Ken Peng, creator of Ken Eats, a Gainesville food review website, posted about Civilization’s closure May 27.
“RIP to one of the best brunches in town,” he wrote in his post, also calling for residents to support local restaurants.
“They still have other expenses,” he told The Alligator. “They still have employees, they still have rent and if we don't support them now they really can't continue to survive.”
Peng said he’s also concerned for local agricultural workers because Civilization purchased ingredients from local farmers.
“They were one of the restaurants that were serving a lot of locally sourced ingredients—a lot of menu items that you wouldn't be able to find elsewhere,” he said. “If there’s no one to buy their goods, then they’ll absolutely feel an effect.”
Challenges aren’t new to the owner and founder of Satchel’s Pizza, Satchel Raye.
Raye said he started in 2003 with an unattractive dining room on 1800 NE 23rd Ave. and transformed the restaurant into an eccentric showcase of artwork and good food, he said. The restaurant also suffered fires in 2012 and 2016. After three-and-a-half years, it reopened.
Satchel’s was to-go only from mid-March to May 4, Raye said. He also said the restaurant previously opened at 25 percent capacity and is now operating at 50 percent.
The restaurant suffered around a 60 percent decrease in business, he said. With the reopening of indoor dining, the business made back 35 percent of its revenue.
Satchel’s is known for its cash-only policy. When guests are ready to pay, many use the ATM at the back of the restaurant. Through fees from the ATM, Satchel’s gives grants to charities. Each month, about $1,000 is donated to a different charity.
While the restaurant was takeout-only, Raye gave ATM earnings back to his Satchel’s family—staff members who were laid off and hadn’t received their unemployment checks.

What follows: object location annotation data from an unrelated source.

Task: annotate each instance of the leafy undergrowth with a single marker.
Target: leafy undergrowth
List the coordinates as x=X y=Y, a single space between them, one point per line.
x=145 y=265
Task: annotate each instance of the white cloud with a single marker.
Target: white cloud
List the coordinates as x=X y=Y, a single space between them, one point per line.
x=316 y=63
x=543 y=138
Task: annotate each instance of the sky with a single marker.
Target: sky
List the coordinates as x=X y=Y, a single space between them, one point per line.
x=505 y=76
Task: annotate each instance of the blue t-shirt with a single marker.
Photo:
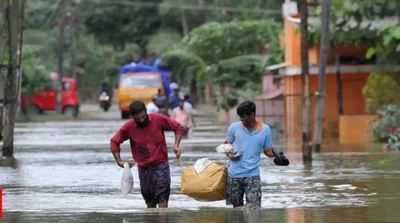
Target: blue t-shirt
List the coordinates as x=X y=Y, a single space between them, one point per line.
x=250 y=145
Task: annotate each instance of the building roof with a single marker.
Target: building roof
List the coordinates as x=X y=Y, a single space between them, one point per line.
x=333 y=69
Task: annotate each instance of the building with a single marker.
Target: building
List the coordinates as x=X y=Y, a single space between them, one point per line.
x=281 y=104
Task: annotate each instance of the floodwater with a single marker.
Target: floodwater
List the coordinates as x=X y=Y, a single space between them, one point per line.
x=64 y=172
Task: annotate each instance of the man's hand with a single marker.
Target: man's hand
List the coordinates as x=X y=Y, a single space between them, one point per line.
x=232 y=155
x=177 y=151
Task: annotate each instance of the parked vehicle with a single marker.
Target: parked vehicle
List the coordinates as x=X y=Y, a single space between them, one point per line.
x=139 y=82
x=45 y=100
x=104 y=101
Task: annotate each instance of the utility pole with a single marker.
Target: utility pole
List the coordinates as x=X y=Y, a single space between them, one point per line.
x=307 y=148
x=60 y=60
x=324 y=51
x=14 y=17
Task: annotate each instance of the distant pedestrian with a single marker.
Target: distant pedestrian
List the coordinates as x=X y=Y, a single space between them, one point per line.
x=151 y=107
x=183 y=117
x=161 y=100
x=174 y=99
x=149 y=150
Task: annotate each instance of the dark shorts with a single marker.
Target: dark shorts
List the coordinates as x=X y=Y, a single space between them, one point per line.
x=248 y=186
x=155 y=183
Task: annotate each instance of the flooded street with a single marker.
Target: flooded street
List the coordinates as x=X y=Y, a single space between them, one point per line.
x=64 y=172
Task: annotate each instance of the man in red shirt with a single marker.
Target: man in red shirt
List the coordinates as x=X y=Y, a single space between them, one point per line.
x=149 y=150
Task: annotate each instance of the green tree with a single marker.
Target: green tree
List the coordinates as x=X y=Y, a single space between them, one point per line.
x=381 y=90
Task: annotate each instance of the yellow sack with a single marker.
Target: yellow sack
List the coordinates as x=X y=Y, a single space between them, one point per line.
x=209 y=185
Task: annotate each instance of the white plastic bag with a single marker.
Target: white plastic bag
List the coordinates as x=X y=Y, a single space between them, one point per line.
x=228 y=150
x=126 y=180
x=201 y=164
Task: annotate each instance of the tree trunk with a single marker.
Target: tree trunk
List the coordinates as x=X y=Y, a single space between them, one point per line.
x=339 y=87
x=307 y=148
x=14 y=16
x=322 y=69
x=185 y=27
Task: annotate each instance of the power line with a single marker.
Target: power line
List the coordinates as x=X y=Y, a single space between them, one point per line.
x=189 y=7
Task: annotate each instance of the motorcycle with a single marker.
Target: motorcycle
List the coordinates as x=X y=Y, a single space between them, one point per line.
x=104 y=101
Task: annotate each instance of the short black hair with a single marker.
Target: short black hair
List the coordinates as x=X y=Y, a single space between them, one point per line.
x=136 y=107
x=246 y=108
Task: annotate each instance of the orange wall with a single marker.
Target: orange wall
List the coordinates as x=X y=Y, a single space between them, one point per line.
x=354 y=102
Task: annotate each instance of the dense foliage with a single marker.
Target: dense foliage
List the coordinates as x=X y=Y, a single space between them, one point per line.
x=387 y=129
x=231 y=55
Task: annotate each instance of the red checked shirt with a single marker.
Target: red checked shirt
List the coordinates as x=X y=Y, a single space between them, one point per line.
x=148 y=144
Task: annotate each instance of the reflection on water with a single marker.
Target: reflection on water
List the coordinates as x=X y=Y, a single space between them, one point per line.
x=79 y=182
x=220 y=215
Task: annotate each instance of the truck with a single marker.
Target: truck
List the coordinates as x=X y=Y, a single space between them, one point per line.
x=139 y=82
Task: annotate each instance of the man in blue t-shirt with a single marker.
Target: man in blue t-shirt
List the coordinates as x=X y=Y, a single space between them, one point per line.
x=249 y=138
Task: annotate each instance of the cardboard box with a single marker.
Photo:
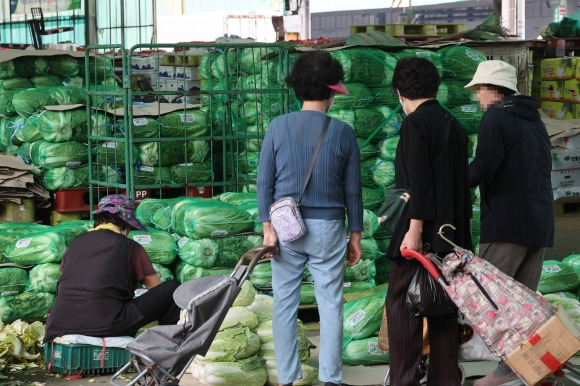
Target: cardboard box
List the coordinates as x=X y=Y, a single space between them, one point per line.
x=559 y=110
x=547 y=350
x=552 y=90
x=572 y=142
x=571 y=90
x=565 y=159
x=559 y=68
x=565 y=178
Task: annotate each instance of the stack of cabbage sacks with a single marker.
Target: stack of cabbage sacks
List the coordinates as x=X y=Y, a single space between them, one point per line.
x=52 y=139
x=242 y=352
x=361 y=322
x=29 y=289
x=163 y=161
x=210 y=235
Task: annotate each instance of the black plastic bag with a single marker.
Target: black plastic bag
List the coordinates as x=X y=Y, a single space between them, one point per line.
x=426 y=297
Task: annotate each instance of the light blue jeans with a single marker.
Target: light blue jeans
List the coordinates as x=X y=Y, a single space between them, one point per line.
x=323 y=250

Raye said 26 employees were laid off, but 20 have returned. He said one of his employees is 70, and another has a child with asthma. Both are fearful of contracting the virus, but Raye said he’s ready to welcome them back in the next weeks.
Satchel’s Pizza has an accompanying toy shop, which also recently reopened, Raye said. Staff cleaned the toys and asked that parents keep a close eye on children in the store.
Raye said he stocked the store with essential items, such as toilet paper, gloves and bleach. However, one of the most popular items are puzzles.
“People are doing a lot of puzzles, so that's been a bright spot for us,” he said. “We probably just got in another 50 the other day.”
With plans to open another restaurant location at 405 SW Fourth Ave. in a month, Raye kept busy and focused on the future.
“My life has been very busy fortunately because if I wasn't able to stay open or if I had to close down completely, I would go crazy,” he said.
He reminisced on his business’ humble beginnings.
“The first few months were really slow,” he said. “It was just like a dive, but what brought people back was the food.”